Draft 5: Week 1 Update

This week, I began Draft 5 of my story.

I spent the last week of April and first week of May poring over the feedback I received from the beta readers who were able to make it through the entirety of the previous draft. Then I brushed up a few things, wrote a tighter outline for the character arcs, figured out a few plot holes, and then I decided I might as well take the dive and start the next draft.

There’s always a moment’s hesitance whenever I start a new draft. I always feel like I could plan just a little better, I could answer a few more questions, or maybe wait for my writing “flow” to come. But I understand that’s just a little bit of anxiety caused by a blank page. After you’ve been writing 100K words, it’s hard to go back to the beginning. And I’m also the type of writer who finds momentum in the previous sections of my story. That’s why the beginning is so important to me, because the tone I set there, the voice I begin with, will permeate the rest of the novel.

So I really took my time this week to begin with a good note.

Here’s the starting paragraph of the previous draft:

When Sano left his hut that morning, he was dreaming of the longhouse he would own once he was rich and famous. That was why he forgot to bring the hooked pole for picking mangoes. But how could he have resisted? The rows of shadowed trees surrounding his home had receded from his sight, and in their place came the image of a spacious village brightened by the sun. The stillness of the forest had faded against the hustle and bustle of villagers as they formed a crowd around him, around his wide, ten-roomed longhouse, decorated with a golden gong on the wall – couldn’t forget that detail. The people cheered his name, “Sano! Sano! Sano!” Some threw grains of rice over his head, while others showered him with jasmine petals. As was his due. He had just saved the village from… well, from something. Sano’s daydream had not gotten that far yet.

Now here’s what I came up with in the new draft:

Lie on your belly: that was the best way to peek at the bottom of a cliff without losing your balance or your last meal. Sano would know. He had done it dozens of times.

And he was doing it now. He peered over the lip of the bluff, the edge of it just hitting his chin, and he gazed at the village that hugged the cliff face below. He smiled with giddiness. His mother discouraged him from spying, but she wasn’t here right now, and he wouldn’t even consider this ‘spying.’ Spying meant he was after information of some kind, maybe a secret, or a conspiracy. Even if he had been spying, the most informative thing he would learn was who’s on duty to forage for food. Hardly titillating.

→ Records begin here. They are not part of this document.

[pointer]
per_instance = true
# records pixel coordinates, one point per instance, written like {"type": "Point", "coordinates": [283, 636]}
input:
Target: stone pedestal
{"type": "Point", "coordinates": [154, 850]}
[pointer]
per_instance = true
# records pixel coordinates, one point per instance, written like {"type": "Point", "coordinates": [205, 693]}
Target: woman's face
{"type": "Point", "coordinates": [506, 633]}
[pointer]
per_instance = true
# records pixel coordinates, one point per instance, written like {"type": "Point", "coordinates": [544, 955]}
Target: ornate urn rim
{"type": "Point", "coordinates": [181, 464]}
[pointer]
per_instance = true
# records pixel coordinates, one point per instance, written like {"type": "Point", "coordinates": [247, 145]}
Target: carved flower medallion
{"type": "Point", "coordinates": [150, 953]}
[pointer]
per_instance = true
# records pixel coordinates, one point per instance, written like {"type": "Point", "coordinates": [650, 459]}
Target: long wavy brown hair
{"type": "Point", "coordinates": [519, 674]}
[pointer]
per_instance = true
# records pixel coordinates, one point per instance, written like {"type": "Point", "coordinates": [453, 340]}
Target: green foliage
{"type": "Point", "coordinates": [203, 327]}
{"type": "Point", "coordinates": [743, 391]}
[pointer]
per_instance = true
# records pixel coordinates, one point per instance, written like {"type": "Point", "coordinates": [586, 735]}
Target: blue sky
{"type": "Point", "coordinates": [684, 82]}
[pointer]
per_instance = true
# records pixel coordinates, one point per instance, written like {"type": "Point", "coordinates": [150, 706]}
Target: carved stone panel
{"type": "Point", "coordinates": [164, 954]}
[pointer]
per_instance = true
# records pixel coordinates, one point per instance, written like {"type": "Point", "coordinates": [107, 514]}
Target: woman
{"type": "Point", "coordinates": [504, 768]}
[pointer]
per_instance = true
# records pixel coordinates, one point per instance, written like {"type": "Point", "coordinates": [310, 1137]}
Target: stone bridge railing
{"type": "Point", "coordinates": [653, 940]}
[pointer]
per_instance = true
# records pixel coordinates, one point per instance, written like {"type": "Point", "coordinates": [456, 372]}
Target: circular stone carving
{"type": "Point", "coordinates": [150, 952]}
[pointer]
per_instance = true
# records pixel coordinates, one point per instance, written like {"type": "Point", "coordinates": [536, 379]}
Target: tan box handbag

I opened up with an entirely different scene, skipping to the part where Sano watches the small village in the forest, a favourite past-time of his. A couple of beta readers pointed out that the previous introduction was a little confusing in the way it switched from reality and imagination, and you know, I have to agree.

I’m also trying to strengthen Sano’s voice a little. The first 3 drafts were written in my usual fanfiction-y style, which to be honest is not the kind of style I’m aiming for in the book. I tried to change it up in draft 4, but somehow it ended up very tell-y and very dry, now that I’m looking back at it. The latter part of the novel was better, because I think at some point, when I was trying to meet my self-imposed deadlines, I reverted to what came easiest to me.

Sano is actually very difficult for me to write, because his personality is just so different from mine. I created Sano because I needed to see a character like him. I mean, yes, there are bits and pieces of his story that reflect the way I feel sometimes, but although the feelings are the same, his actions are different. So one of the challenging things about writing him is to, first of all, convince myself that he’s doing reasonable things, and secondly, to write it emphatically and in an interesting way.

I can also be quite verbose. One of my favourite types of fanfic to write is introspection. Trust me, I can write upwards of 10K just extrapolating on what a character thinks or feels. I’m still aiming for this novel to be MG-level, so I really trying to constrain myself to around 100K words.

That said, I do believe I’m in a good place right now. I like the way this chapter flows much better, and I really think that Sano’s voice is shining a lot more. I find that I’m really enjoying this rewriting phase, when I can focus more on voice and style, rather than putting the pieces of the plot and the world together. It’s like writing fanfiction, I suppose. I have the world and the plot set, and now it’s all about character, and I find that very familiar and cozy.